Controversial, thoughtful, hilarious. Italian-born, New York-based artist Maurizio Cattelan, known for his hyper-realistic sculpture pranks and generally stirring things up, is currently showing all of his work in a new “anti-retrospective” at the Guggenheim. No, really, it’s basically all there. Maurizio Cattelan: All features more than 130 of his provocative works hanging in the middle of the Wright-designed rotunda, tied up into a giant, swinging heap. If you get a chance, you should take a closer look in person before January 22. In the meantime, here are our favorite pieces created by the purportedly retiring artist — from the pathetic Hitler to the meteorite-stricken Pope to the trophy of a trophy wife. See some of Cattelan’s best pranks in our gallery.
Cattelan’s comedic La Nona Ora (1999) was vandalized in Poland in 2001, presumably because it’s (GASP!) blasphemous. A realistic wax sculpture of Pope John Paul II lies prostate mid-ceremony, crushed by a meteorite, perhaps symbolizing the figurehead’s un-divine-like humanity in the face of nature.

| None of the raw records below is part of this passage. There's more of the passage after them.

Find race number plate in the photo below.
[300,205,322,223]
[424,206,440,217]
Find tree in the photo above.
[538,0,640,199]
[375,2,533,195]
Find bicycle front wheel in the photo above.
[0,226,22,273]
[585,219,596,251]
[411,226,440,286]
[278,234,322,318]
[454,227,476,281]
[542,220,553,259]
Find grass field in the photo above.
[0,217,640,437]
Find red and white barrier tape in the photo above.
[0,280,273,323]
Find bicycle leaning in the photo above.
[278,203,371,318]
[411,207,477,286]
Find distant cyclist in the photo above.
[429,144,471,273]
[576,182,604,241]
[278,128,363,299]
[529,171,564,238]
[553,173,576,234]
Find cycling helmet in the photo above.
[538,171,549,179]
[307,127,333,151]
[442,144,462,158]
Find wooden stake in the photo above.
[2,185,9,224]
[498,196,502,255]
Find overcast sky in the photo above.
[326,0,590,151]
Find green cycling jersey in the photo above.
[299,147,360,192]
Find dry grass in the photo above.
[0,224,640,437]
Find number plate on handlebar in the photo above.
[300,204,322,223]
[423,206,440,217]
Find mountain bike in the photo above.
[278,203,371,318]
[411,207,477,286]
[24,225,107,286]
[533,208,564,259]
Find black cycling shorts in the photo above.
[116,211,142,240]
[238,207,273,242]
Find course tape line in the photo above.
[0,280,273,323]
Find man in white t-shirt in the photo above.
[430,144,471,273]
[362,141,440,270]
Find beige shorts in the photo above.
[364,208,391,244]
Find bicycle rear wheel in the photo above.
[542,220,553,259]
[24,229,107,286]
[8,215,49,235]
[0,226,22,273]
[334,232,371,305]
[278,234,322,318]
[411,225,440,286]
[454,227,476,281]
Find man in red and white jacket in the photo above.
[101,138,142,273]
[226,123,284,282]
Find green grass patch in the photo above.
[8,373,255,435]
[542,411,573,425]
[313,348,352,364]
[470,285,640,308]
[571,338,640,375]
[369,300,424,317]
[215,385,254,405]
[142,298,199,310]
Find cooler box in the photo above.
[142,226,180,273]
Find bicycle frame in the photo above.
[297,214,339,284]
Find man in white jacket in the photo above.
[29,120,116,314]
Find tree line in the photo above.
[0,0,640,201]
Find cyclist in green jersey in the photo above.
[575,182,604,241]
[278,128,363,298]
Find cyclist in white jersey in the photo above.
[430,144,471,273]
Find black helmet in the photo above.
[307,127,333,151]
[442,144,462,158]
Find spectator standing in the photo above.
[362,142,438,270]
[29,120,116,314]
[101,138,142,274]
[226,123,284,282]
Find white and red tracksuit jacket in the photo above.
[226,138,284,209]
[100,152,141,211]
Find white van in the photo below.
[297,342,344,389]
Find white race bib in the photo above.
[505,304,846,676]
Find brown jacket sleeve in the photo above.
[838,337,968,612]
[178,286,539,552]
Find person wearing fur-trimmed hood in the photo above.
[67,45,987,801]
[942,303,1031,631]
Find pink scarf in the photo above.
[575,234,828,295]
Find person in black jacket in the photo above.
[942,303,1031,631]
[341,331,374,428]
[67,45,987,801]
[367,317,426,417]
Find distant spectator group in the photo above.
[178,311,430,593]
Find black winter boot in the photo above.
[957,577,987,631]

When big deal publishing magnate and art collector Peter Brant commissioned Cattelan to make a sculpture of his supermodel wife Stephanie Seymour, the artist got inspired by the hunting trophies in Brant’s home and delivered … the trophy wife’s portrait as a wife trophy, Stephanie (2003). Oh, burn. Cattelan also made it an edition of three, so other men could “own” Stephanie. Oh, double burn.
Not only is Cattelan’s Untitled (2007) horse a reverse hunting trophy, it’s a parody of Art History’s equestrian theme. A “valiant” leap “thwarted!” For some of us, this is the perfect metaphor for creativity itself.
Speaking of subversion of monuments, Cattelan erected this giant marble monument in front of the Italian Stock Exchange, with a few fingers strategically broken off. Originally entitled Omnia Munda Mundis (“to the pure [men], all things [are] pure”), the L.O.V.E. monument is… a giant marble middle finger, taunting financial gurus.
Everyone wanted to work with superstar Cattelan. He’s made gallerists costume up as lions, rabbits, and penises for his openings, just because he could. For A Perfect Day, Cattelan actually taped his gallerist Massimo De Carlo to the wall of the exhibit for the duration of the evening. De Carlo was rushed to the hospital after suffering from a shortage of oxygen. Untitled (1999) is a realistic replica.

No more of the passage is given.